Vertraglich geregelt

Und wer kommt dafür auf? „Seit Jahrzehnten ist es üblich, dass die Jagdpächter für die Schäden verantwortlich sind. Doch in den letzten Jahren hat sich die Situation total gewandelt. Wir sind an dem Punkt, dass die dazu immer weniger bereit sind“, berichtet Scholze. In den Pachtverträgen zwischen den Waldbesitzern, den so genannten „Jagdgenossen“, und den Jagdpächtern werde deshalb immer häufiger die Schadenssumme gedeckelt.

Von den Jagdpächtern wird erwartet, dass sie die Wildschwein-Population durch Bejagung in Grenzen halten. Ein solcher Jagdpächter ist der Kammersteiner Hermann Nachtrab, der am Heidenberg zwischen Kammerstein und Haag sein Revier hat. „Im vergangenen Jahr habe ich fünf Wildschweine geschossen“, berichtet er.

Die Jagd auf Wildschweine ist nicht einfach. Selbst jemand mit Nachtrabs langjähriger Erfahrung kann Schäden nicht verhindern.

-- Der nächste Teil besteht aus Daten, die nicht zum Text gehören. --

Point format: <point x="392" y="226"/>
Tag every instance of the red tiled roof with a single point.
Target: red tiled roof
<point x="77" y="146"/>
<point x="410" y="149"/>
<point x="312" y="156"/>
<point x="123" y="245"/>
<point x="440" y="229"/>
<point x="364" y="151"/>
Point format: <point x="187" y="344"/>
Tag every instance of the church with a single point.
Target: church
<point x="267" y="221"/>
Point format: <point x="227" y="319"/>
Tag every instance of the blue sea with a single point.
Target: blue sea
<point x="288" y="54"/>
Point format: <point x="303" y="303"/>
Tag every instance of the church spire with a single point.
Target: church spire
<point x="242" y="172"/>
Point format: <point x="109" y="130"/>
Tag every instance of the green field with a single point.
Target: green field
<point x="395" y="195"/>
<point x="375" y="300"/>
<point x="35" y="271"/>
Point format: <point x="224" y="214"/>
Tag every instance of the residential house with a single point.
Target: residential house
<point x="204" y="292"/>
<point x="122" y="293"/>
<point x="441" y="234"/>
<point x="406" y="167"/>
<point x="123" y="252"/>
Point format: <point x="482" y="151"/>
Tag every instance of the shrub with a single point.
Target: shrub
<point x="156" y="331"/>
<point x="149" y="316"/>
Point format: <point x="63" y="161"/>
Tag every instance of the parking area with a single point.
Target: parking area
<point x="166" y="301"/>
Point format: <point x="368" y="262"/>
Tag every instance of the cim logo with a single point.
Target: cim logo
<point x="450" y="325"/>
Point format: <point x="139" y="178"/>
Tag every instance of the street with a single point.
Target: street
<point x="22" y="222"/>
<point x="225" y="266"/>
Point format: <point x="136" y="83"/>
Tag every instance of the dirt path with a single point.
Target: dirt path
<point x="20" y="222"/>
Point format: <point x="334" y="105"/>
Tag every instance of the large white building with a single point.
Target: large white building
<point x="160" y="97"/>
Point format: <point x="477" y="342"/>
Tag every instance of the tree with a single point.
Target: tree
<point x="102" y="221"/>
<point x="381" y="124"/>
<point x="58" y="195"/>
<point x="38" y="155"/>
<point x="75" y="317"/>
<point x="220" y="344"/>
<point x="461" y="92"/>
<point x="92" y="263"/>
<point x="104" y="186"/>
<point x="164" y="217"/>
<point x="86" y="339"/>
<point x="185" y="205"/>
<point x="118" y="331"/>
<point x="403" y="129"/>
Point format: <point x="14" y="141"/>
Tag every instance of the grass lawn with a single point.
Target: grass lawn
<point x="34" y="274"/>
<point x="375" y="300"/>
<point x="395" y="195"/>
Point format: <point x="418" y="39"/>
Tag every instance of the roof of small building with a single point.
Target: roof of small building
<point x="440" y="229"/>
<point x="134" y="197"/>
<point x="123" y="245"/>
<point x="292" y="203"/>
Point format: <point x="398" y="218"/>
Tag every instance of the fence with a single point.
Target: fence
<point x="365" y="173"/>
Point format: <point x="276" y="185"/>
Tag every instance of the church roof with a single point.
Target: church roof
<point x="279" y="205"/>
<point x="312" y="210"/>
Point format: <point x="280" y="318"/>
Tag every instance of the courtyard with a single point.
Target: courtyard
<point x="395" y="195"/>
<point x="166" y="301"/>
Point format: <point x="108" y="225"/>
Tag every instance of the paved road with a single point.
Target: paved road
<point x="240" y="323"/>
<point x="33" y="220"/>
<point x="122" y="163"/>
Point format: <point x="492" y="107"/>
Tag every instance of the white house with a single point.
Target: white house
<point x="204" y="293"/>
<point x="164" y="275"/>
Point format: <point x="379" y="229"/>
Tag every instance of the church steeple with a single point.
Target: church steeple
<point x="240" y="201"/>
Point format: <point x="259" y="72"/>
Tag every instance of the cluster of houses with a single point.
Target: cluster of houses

Doch mit „seinen“ Landwirten habe er „ein gutes Einvernehmen“.

Insgesamt schätzt Hermann Nachtrab „die Situation bei uns als nicht so dramatisch“ ein. Klar aber ist für ihn und alle Experten: Die Zeiten, in den Wildschweine am Heidenberg fast nur im Gehege eines Wirts in Kühedorf zu bestaunen waren, sind vorbei — und werden auch nicht wieder kommen.

„An die tausend Wildschweine“

Wie viele Wildschweine es mittlerweile im nördlichen Landkreis Roth gibt, ist nur äußerst schwer zu schätzen. Denn die Tiere haben einen großen Aktionsradius und können in einer Nacht mehrere Kilometer zurücklegen. Kreisjagdberater Scholze geht aber davon aus, dass es „an die tausend Wildschweine“ sind.

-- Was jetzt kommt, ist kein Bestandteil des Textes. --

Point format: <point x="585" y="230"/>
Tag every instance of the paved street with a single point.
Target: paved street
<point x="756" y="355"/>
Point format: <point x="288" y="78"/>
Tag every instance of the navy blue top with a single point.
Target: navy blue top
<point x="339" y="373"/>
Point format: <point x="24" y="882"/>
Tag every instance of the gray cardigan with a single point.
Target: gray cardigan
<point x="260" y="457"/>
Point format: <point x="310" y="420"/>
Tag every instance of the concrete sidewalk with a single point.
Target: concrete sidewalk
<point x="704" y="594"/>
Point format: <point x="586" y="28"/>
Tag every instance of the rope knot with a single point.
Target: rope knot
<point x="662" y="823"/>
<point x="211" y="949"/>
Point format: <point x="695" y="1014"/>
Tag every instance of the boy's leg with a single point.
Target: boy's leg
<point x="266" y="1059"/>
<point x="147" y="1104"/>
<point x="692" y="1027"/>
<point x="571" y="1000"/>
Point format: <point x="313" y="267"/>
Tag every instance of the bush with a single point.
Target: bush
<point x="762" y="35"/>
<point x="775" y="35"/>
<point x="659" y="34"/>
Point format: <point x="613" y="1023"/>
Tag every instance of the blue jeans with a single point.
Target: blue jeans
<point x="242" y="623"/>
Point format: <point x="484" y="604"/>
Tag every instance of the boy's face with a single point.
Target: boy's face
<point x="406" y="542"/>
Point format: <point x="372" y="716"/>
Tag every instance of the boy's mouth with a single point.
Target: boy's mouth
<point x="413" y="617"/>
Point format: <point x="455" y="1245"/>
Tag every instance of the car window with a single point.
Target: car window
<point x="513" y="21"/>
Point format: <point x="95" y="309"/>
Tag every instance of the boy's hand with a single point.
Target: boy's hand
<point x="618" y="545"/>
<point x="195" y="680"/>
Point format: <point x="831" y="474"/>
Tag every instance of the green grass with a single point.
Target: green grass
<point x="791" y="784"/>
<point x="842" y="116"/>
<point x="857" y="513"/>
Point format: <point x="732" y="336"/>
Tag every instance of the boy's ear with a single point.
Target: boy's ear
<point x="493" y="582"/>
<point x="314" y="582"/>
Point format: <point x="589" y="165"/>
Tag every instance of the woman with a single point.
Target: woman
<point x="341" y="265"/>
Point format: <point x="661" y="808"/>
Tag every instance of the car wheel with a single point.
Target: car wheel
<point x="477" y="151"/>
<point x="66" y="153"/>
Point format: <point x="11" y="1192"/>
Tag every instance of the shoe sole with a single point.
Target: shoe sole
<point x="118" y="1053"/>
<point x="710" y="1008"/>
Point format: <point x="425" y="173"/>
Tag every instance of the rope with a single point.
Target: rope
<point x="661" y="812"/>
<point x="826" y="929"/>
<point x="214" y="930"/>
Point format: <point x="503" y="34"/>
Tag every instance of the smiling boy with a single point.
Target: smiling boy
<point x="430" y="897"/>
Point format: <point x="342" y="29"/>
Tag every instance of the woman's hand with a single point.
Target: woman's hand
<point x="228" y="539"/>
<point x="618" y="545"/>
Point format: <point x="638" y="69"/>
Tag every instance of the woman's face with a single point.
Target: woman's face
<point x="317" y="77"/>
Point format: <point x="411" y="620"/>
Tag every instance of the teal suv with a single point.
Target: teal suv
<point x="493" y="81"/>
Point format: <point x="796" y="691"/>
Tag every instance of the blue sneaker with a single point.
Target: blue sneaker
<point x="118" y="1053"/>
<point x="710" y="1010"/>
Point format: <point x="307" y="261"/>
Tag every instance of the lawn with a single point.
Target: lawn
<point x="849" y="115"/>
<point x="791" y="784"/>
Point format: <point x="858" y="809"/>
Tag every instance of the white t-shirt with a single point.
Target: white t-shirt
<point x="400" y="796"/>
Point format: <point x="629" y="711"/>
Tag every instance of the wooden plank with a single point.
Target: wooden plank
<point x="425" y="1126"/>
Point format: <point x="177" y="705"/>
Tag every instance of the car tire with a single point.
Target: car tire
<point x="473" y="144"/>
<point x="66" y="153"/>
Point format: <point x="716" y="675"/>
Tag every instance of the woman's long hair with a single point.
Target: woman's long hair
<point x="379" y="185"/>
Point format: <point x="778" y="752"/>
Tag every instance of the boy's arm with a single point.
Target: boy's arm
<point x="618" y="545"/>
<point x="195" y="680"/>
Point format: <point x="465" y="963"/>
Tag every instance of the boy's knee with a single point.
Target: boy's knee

Gründe für die rasante Ausbreitung gibt es eine ganze Reihe, erklärt Förster Riedel: Die milden Winter, die auch schwache Tiere überleben lassen. Den zunehmenden Maisanbau. Den Umbau des Waldes mit immer mehr Laubbäumen: Eichen sorgen für beste Nahrung.

Wildsau mal drei

Hinzu kommt, dass die Jäger bei der „Kirrung“ (Lockfütterung) zusätzlich Futter als Lockmittel auslegen. Wildschweine vermehren sich auch extrem. Die „Reproduktionsrate“ kann bis zu 300 Prozent pro Jahr betragen. Und natürliche Feinde wie Wölfe gibt es in unseren Breiten ohnehin nicht. Riedls Fazit: „Wildschweine sind auf dem Vormarsch.“

Riedel will deshalb „kontinuierlich Revier übergreifende Drückjagden“ veranstalten. Doch die erfordern enormen Aufwand. Am Heidenberg und im Abenberger Wald werden sie einmal im Jahr stattfinden. Der Erfolg ist sehr unterschiedlich.

Im Dezember wurden auf dem Heidenberg nur fünf Wildschweine erlegt. 2013 dagegen waren es noch 25. Deshalb geht Riedel davon aus, dass die Zahl im „Schwabacher Hausberg“ eher konstant geblieben ist. Dafür gibt es mittlerweile in vielen Wäldern Schwarzwild.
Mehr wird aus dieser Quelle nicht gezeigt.